Here was how you loaded a Brown Bess:

  1. Tear cartridge with teeth and prime the pan directly from the cartridge;
  2. Stand the musket and pour the bulk of the powder down the barrel;
  3. Reverse the cartridge and use the ramrod to seat the ball and paper envelope onto the powder charge.

The procedure for the AR-15 is somewhat different: you slap a clip into it and pull the trigger. You can empty a 30-round clip in a couple of seconds and you can do so in the rain. A fully automatic AR-15 can fire 800 rounds per minute and they don’t go 50 to 150 yards; effective range for an AR-15 is from 400 to 600 yards. It’s true that these civilian models are not meant to be fired automatically, but even so, with an AR-15 you can fire as often as you can pull the trigger, which is many more times than three-to-four times a minute.

Even firing once per trigger pull, you can empty a half-dozen 30-round magazines in a few minutes’ time, a incredibly destructive rate of fire compared to that envisioned by the Founding Fathers when they voted on the Second Amendment.

One can readily see the difference between slaughtering a room full of theater-goers with an AR15 and trying to do the same thing with a musket.

But Pratt thinks gun-control laws are nutty.

Tell me you are going to see many mass murders by single shooters armed with muskets. And then convince me you are not nutty, Mr. Pratt.
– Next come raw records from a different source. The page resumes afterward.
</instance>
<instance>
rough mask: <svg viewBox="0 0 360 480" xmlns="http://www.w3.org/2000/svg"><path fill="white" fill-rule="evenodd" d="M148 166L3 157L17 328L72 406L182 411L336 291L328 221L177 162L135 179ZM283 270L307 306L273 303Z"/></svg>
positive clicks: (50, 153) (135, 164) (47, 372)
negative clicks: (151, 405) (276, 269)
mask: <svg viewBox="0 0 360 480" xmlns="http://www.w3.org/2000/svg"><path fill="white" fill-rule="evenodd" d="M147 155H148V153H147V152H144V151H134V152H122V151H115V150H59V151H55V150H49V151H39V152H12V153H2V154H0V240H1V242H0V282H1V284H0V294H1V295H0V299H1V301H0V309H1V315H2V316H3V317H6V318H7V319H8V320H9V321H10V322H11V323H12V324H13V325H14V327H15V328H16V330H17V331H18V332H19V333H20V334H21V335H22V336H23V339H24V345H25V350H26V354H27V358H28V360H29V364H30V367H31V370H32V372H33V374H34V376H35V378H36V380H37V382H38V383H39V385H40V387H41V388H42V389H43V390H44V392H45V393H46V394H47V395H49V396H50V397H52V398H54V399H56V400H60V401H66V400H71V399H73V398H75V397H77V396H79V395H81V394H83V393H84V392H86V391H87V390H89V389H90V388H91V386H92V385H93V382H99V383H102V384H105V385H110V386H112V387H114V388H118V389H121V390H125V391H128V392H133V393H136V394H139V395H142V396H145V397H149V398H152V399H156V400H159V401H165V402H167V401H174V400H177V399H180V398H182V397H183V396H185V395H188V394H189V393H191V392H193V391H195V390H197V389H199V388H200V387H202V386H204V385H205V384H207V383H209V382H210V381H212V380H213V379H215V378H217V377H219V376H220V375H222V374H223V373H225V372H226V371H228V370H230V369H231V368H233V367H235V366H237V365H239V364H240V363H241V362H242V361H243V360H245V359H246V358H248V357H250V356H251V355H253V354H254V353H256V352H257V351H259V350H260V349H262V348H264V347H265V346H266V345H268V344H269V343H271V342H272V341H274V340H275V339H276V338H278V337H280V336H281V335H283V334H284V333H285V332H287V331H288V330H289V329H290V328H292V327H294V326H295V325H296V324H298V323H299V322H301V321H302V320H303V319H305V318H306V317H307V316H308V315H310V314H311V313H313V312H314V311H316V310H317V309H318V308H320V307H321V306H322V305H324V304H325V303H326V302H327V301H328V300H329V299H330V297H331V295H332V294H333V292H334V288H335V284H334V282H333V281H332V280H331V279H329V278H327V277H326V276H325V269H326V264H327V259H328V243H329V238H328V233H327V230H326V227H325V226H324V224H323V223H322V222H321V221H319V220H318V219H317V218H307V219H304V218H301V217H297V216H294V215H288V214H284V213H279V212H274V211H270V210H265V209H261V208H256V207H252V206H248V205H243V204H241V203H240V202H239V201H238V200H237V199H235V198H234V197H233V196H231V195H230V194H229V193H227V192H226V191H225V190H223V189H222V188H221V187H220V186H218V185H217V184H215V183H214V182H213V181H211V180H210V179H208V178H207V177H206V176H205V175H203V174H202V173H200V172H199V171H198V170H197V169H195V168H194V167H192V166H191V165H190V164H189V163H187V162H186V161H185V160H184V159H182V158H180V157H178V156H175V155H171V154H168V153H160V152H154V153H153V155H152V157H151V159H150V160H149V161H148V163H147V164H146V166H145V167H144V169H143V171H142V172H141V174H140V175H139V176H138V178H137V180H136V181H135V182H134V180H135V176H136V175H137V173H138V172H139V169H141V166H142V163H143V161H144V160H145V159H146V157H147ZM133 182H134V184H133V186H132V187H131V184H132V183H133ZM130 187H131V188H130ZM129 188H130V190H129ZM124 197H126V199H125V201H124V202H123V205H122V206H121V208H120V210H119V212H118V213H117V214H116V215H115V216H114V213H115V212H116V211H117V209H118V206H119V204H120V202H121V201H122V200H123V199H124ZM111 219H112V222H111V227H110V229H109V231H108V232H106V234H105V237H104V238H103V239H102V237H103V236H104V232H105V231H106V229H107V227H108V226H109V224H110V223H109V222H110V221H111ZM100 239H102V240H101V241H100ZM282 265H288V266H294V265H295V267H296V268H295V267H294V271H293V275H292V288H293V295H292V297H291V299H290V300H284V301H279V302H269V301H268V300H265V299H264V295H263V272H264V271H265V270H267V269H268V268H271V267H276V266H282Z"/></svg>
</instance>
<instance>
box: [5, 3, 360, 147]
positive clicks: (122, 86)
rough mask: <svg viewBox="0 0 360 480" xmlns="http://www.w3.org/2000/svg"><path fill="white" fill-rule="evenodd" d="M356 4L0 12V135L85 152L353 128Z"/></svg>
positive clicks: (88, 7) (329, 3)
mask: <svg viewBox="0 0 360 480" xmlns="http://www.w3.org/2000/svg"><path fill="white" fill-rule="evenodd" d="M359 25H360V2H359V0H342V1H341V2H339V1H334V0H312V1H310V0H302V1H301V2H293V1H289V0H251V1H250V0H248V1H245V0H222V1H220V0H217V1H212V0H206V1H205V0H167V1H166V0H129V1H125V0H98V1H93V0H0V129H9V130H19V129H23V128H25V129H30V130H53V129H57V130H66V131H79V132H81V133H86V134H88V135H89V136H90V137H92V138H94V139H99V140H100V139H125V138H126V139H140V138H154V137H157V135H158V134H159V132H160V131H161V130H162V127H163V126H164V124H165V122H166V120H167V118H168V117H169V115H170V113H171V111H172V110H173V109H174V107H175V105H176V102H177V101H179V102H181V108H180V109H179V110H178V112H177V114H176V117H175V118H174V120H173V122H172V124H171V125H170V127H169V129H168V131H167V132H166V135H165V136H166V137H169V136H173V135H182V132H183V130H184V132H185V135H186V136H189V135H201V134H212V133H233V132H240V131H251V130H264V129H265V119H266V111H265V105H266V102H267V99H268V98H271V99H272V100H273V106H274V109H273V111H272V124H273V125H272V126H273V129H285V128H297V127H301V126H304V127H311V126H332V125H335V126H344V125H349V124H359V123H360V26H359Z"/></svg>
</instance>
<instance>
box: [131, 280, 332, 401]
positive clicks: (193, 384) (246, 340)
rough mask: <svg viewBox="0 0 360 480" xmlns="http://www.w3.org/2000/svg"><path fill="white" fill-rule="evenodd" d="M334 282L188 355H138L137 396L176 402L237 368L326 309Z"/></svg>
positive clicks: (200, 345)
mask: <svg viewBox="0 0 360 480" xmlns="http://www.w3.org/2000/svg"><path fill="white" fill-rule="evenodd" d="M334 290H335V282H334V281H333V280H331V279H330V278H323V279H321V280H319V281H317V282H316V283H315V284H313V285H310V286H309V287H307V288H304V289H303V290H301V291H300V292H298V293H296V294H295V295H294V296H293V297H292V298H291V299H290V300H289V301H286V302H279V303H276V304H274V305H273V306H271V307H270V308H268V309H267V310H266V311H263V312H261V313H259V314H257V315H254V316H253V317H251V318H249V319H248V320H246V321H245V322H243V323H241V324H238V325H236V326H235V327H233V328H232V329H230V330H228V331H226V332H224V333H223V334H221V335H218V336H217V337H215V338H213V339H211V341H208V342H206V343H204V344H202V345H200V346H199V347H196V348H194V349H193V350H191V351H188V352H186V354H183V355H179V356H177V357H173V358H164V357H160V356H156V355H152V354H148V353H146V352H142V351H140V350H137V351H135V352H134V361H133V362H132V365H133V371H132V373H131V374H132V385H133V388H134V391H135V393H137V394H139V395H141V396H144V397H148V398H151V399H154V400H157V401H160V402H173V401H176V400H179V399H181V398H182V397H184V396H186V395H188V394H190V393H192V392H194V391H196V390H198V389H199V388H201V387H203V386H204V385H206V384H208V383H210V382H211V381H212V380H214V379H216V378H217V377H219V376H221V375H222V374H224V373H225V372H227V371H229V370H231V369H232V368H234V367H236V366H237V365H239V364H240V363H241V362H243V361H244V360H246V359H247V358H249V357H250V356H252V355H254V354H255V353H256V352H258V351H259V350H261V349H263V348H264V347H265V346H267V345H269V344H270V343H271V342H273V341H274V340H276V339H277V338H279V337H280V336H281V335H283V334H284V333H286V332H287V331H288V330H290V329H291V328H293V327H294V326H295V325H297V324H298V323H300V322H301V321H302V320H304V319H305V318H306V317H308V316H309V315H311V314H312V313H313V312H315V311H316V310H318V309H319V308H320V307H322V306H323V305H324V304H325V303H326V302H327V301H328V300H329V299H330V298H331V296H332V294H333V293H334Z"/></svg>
But it is too late for that, as the rest of Pratt’s conversation demonstrates, with he and Eliason indulging in an all-too-familiar intellection circle-jerk:

Pratt: It’s the talk of a dictator, ‘I will do what I want, whatever seems right in my own eyes I’m going to do,’ and the idea that there’s any restraints imposed by the Constitution is simply not acceptable to the ruling crowd in Washington and they’re getting bolder because now they don’t have to stand for re-election. I believe, first of all, they understand they probably don’t have the votes in the Congress so why make their Democrat buddies go walk the plank and vote against the Second Amendment, they remember what happened in ’94 when that happened and I don’t think they want a repeat of that.

But what they may not understand is that people are watching. If there is an executive order issued in lieu of congressional action, which would be unconstitutional either way, then I’m hearing such resentment and anger and opposition that their simply going to lose any credibility the federal government might have had. It’s going to be a byword, it’s going to be a joke and people are not going to obey such an outrageous executive order.

Eliason: People would be marching in the streets.

Pratt: That would be the nicest thing that would happen.

Eliason: The frightening thing is this: if the President makes such an executive order and seeks to enforce it, is the military or who is there to enforce it if the order goes through?

Pratt: Then he has to ask how many of those police officers and soldiers would actually carry out such an obviously outrageous order. We had consequences rightly come to Lt. Calley for the slaughter of the people of the little village of My Lai and we hung Germans for following orders after World War II.

Perhaps Pratt and Eliason should buy homesteads in the Citadel (and take Pat Buchanan with them). They would no doubt be happier in the natural habitat of white supremacist, gun-fanatic survivalists who think they’re the last best hope for the Anglo-Saxon race.

What I want to know is, why the guys who claim they are exemplars of the Anglo-Saxon race, not only not look like Brad Pitt or Chris Hemsworth, but are inevitably mental rejects?